Hacker News new | ask | show | jobs
by bongobingo1 1148 days ago
My only hesitation with methods like this is it ends up splitting the business rules into two places, where one is sort of obscured.

It's obvious to look at `add_new_payment` for the code that runs when adding a new payment, but then the code isn't there, so you have to know/ask or search in either migrations, a fresh structure dump or poke at the actual db (!).

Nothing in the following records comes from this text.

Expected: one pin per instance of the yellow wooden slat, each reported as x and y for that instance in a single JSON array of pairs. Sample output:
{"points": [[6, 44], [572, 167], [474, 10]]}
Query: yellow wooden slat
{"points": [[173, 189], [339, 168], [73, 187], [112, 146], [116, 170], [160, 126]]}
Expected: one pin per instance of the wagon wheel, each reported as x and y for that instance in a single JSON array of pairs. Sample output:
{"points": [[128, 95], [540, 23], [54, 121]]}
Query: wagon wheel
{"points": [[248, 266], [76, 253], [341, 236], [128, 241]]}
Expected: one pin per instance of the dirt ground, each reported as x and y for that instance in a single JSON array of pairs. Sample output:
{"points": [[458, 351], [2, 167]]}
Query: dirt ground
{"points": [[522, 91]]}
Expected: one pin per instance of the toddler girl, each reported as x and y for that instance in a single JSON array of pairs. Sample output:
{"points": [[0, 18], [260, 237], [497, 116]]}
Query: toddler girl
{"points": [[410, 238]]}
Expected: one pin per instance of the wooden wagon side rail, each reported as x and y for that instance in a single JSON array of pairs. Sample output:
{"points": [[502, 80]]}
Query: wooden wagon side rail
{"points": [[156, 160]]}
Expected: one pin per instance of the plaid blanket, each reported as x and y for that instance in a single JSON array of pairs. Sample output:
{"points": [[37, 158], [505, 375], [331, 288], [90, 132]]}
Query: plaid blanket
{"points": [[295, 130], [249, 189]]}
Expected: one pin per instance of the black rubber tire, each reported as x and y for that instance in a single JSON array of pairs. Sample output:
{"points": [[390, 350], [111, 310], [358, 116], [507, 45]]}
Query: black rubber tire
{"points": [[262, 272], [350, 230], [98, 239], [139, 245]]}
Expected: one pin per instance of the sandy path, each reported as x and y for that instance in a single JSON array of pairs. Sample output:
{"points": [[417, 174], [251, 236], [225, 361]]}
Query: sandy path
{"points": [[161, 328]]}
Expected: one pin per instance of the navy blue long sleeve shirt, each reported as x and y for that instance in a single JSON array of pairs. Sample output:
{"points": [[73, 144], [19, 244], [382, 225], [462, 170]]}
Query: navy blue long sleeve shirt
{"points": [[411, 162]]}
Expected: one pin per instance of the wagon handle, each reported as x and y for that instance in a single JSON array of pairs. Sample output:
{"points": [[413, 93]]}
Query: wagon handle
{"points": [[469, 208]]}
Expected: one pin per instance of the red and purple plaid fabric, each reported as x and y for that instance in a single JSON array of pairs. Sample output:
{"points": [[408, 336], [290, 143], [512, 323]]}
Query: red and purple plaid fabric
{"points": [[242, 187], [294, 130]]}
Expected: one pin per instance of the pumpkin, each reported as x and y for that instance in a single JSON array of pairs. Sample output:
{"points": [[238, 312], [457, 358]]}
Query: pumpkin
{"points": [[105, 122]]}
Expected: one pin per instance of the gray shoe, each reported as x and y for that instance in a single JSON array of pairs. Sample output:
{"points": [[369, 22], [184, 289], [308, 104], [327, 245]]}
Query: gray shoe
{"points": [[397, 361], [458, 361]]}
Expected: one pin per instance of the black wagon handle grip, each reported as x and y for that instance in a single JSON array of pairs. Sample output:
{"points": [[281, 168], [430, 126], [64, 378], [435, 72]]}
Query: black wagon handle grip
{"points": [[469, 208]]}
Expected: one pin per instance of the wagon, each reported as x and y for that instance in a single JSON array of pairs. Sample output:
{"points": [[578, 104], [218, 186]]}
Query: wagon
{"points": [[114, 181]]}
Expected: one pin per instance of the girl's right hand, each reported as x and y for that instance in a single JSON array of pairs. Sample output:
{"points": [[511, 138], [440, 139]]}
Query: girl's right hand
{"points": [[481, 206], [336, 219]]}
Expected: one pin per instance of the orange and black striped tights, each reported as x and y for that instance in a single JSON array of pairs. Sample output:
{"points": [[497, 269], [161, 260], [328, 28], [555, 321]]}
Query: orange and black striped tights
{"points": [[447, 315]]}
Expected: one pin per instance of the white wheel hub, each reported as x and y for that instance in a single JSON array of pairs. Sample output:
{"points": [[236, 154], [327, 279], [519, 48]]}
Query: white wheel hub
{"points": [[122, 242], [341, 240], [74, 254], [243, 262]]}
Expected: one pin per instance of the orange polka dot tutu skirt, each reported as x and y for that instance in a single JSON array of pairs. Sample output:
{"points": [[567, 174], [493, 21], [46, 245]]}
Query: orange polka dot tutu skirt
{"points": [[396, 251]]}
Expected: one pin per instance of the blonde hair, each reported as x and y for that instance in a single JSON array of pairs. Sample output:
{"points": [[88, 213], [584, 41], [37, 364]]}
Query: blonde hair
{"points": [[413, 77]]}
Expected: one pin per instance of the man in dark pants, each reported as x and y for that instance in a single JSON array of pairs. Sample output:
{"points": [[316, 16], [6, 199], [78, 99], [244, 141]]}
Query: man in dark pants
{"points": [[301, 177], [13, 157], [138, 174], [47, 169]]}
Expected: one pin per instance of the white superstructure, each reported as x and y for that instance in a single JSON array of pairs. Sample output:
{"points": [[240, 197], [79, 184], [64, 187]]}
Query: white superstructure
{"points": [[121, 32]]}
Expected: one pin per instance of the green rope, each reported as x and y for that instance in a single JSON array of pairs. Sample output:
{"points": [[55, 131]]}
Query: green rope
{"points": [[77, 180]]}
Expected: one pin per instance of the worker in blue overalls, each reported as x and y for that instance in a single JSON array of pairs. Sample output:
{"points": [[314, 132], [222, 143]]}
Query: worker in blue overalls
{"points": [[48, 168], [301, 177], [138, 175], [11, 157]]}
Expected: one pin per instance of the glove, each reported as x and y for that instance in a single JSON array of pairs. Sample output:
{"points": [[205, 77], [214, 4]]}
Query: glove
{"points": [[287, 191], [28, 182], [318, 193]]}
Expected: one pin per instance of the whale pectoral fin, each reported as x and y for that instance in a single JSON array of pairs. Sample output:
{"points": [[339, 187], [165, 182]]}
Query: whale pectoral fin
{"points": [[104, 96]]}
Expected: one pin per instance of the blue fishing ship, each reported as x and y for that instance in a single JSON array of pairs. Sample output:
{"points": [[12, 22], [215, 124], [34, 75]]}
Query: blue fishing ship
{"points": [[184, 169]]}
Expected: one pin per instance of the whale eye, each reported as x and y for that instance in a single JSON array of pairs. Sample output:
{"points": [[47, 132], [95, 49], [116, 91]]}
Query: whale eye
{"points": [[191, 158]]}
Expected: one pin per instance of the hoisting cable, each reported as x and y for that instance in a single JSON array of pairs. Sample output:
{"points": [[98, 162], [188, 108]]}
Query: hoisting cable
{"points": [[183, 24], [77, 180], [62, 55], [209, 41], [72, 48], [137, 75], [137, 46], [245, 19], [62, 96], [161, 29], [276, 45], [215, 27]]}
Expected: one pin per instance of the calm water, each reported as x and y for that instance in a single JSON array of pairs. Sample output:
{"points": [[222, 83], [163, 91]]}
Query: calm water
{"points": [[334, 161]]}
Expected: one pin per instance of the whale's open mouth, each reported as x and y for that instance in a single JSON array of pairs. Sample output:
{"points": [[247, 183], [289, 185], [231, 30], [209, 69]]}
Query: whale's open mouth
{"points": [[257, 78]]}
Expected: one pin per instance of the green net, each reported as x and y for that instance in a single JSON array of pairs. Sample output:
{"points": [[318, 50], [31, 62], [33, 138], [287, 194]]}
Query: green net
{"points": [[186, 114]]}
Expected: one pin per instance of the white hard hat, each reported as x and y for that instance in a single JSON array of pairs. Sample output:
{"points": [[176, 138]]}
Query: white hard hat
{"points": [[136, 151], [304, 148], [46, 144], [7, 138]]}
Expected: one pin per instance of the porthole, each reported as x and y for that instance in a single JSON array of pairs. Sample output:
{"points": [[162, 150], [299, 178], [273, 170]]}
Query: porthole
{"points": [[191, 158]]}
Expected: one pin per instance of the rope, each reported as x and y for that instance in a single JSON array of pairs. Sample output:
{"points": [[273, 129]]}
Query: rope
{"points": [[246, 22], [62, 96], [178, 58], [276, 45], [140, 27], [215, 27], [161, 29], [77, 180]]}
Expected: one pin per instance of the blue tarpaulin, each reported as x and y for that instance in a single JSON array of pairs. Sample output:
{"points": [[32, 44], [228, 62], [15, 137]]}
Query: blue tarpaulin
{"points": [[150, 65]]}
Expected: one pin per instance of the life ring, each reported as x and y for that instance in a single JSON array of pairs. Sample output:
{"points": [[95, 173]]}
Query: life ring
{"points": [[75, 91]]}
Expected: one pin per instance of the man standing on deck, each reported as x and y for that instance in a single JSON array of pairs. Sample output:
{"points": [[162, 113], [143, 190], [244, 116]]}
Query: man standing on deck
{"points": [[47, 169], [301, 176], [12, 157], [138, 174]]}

I think they're great for other, well, effects when needed. PostgreSQL is a real powerhouse.

7 comments

Yeah I was expecting the post author to discuss the trade-off being made here because it’s really important to do so. The biggest complaint I have with these pithy articles is that they try to sell you on a particular trade-off without explaining what the deal is. It makes me think the author:

1. Just discovered this. 2. Implemented a bunch of them. 3. Hasn’t been maintaining this solution for more than a couple of months.

This is a trade-off that only manifests itself after maybe a couple years when you’ve built a system and you have many hands maintaining it. Either there’s some performance problem that makes it worth it or you’ve just obfuscated half your code for no reason. In the latter case those many hands are going to wreak havoc on your system before you figure out how to make it maintainable.

> The biggest complaint I have with these pithy articles is that they try to sell you on a particular trade-off without explaining what the deal is.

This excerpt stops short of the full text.